An agranulocytosis is referred to when the proportion of granulocytes falls below 500 cells per microliter of blood.
Granulocytes belong to the white blood cells and can be found wherever the body comes into contact with pathogens, for example on the mucous membranes. They are formed in the bone marrow and are mainly responsible for the defense against bacteria and fungi, so crucial for the maintenance of the immune system.
If no granulocytes are formed in the bone marrow, for example, as a result of taking a drug, there is a strong reduction or even complete absence of granulocytes in the blood.
Forms of agranulocytosis:
Generally, a distinction is made between allergic and congenital agranulocytosis. Congenital agranulocytosis is rare. An example here can be called the Kostmann syndrome.
More common, however, is drug-induced agranulocytosis, with two types being distinguished. Type I allergic agranulocytosis is triggered by drugs. The immune reaction to the drug, in which the granulocytes are damaged, happens both time- and dose-independent.
Type II is also called toxic agranulocytosis because the drug triggers toxic bone marrow damage. Characteristic here is that type II is both dose-dependent and time-dependent. The difference between type I and type II is that granulocytes are formed in type I, but they are destroyed. Type II already prevents the production of granulocytes in the bone marrow.
Unless it is a hereditary conditional agranulocytosis, agranulocytosis can be triggered by an immune reaction to certain drugs as well as toxic effects on the bone marrow.
The most common cause of agranulocytosis is the intolerance of certain drugs that severely damage the granulocytes. Medications in which agranulocytosis has been frequently observed are:
Drugs that trigger type II agranulocytosis directly damage bone marrow cells. An example of such a drug is chlorpromazine. It should be noted that the drug inducing agranulocytosis can be re-used over time at a correspondingly low dose without causing such a reaction. Unlike the type I. Here, the allergic reaction usually stays alive for a lifetime and even the smallest amounts of the drug again lead to an agranulocytosis.

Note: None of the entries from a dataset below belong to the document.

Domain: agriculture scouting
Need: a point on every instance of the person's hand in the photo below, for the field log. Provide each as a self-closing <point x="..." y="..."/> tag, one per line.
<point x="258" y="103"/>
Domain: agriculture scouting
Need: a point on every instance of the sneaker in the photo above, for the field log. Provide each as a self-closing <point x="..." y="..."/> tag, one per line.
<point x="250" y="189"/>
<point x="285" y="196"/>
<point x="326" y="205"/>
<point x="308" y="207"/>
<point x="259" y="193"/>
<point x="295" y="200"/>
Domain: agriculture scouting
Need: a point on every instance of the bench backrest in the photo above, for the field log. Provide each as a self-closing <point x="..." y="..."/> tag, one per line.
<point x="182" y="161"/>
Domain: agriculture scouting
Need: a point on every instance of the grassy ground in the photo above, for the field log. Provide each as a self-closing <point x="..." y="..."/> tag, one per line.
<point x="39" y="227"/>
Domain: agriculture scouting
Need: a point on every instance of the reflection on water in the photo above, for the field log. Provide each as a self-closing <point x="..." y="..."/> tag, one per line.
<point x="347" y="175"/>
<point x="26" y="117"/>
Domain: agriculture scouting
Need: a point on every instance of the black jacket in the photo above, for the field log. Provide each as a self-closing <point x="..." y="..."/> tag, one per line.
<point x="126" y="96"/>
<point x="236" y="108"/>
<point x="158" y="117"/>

An agranulocytosis first expresses itself by non-specific symptoms. At the beginning of the disease headache and muscle pain, fever and a general malaise occur. In the further course it can come to high fever with shivering and gastrointestinal complaints. Nausea and vomiting are typical, and diarrhea usually occurs in later stages.

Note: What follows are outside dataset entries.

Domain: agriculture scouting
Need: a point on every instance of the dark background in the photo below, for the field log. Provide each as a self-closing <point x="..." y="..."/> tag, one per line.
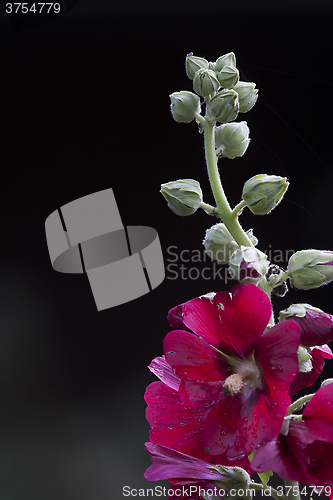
<point x="85" y="107"/>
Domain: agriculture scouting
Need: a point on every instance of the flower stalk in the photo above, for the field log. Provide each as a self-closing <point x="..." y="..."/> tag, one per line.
<point x="222" y="407"/>
<point x="224" y="210"/>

Loss of fluids can lead to deficiency symptoms, such as dizziness, tiredness and limited physical and mental performance. Furthermore, agranulocytosis can cause lymphadenopathy, mucous membrane necrosis in the mouth and throat, and respiratory tract infections. The anus area can also inflame, which is manifested by severe pain, itching and bleeding.

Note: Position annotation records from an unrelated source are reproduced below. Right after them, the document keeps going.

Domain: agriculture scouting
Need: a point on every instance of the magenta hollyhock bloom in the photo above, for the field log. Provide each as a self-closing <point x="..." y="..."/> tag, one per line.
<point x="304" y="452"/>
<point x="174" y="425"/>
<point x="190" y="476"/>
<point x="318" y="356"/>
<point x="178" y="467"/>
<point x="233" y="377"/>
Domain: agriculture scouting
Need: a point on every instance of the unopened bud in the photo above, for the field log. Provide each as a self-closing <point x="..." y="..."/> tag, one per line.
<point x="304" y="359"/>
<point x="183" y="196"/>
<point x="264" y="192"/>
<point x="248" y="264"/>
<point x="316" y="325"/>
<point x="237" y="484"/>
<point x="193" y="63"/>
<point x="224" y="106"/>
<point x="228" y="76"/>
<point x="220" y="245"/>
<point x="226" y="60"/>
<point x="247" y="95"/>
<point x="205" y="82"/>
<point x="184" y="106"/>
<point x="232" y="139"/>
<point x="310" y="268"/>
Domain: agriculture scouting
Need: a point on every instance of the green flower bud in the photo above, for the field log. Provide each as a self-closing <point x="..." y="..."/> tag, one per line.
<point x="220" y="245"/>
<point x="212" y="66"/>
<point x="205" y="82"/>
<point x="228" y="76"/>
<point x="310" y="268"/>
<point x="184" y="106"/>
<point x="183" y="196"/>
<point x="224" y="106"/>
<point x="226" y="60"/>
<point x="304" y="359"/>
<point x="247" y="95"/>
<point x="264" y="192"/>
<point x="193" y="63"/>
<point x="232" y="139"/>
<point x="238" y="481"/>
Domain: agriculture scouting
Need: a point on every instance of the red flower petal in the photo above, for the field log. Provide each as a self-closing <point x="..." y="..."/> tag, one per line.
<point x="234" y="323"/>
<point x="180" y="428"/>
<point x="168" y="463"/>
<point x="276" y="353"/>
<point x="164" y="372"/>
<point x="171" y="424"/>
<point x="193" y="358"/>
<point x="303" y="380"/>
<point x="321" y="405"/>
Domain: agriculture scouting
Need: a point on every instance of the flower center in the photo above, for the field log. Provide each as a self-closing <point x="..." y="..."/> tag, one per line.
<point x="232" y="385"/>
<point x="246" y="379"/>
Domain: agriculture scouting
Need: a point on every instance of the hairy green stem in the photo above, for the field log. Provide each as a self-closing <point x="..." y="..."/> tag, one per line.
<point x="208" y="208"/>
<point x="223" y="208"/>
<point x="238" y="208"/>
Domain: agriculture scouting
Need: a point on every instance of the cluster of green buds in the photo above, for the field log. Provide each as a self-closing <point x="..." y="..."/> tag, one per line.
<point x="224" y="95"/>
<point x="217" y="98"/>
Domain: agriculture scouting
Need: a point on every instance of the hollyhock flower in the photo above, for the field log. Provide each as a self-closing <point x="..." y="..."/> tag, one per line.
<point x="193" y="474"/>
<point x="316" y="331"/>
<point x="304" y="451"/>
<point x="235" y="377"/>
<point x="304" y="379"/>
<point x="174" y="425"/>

The weakened immune system can no longer ward off any pathogens, which leads to increased infections. Especially the mucous membranes are affected - it comes to about herpes or tonsillitis. If the agranulocytosis is based on an immune reaction to a drug, the symptoms mentioned occur immediately after ingestion.
On the other hand, toxic agranulocytosis progresses creepingly, causing major symptoms only in the later stages of the disease. An external feature of the sufferer is pale skin, which is sometimes associated with sweating and skin irritation.
The onset of agranulocytosis manifests itself for the time being nonspecifically with a general malaise, head and muscle pain and fever. This is followed by a high fever with chills, nausea, lymphadenopathy, mucosal necrosis of the mouth and throat, infections of the respiratory tract and the anus area. Also pneumonia or diarrhea can occur. Generally, there is a serious feeling of illness.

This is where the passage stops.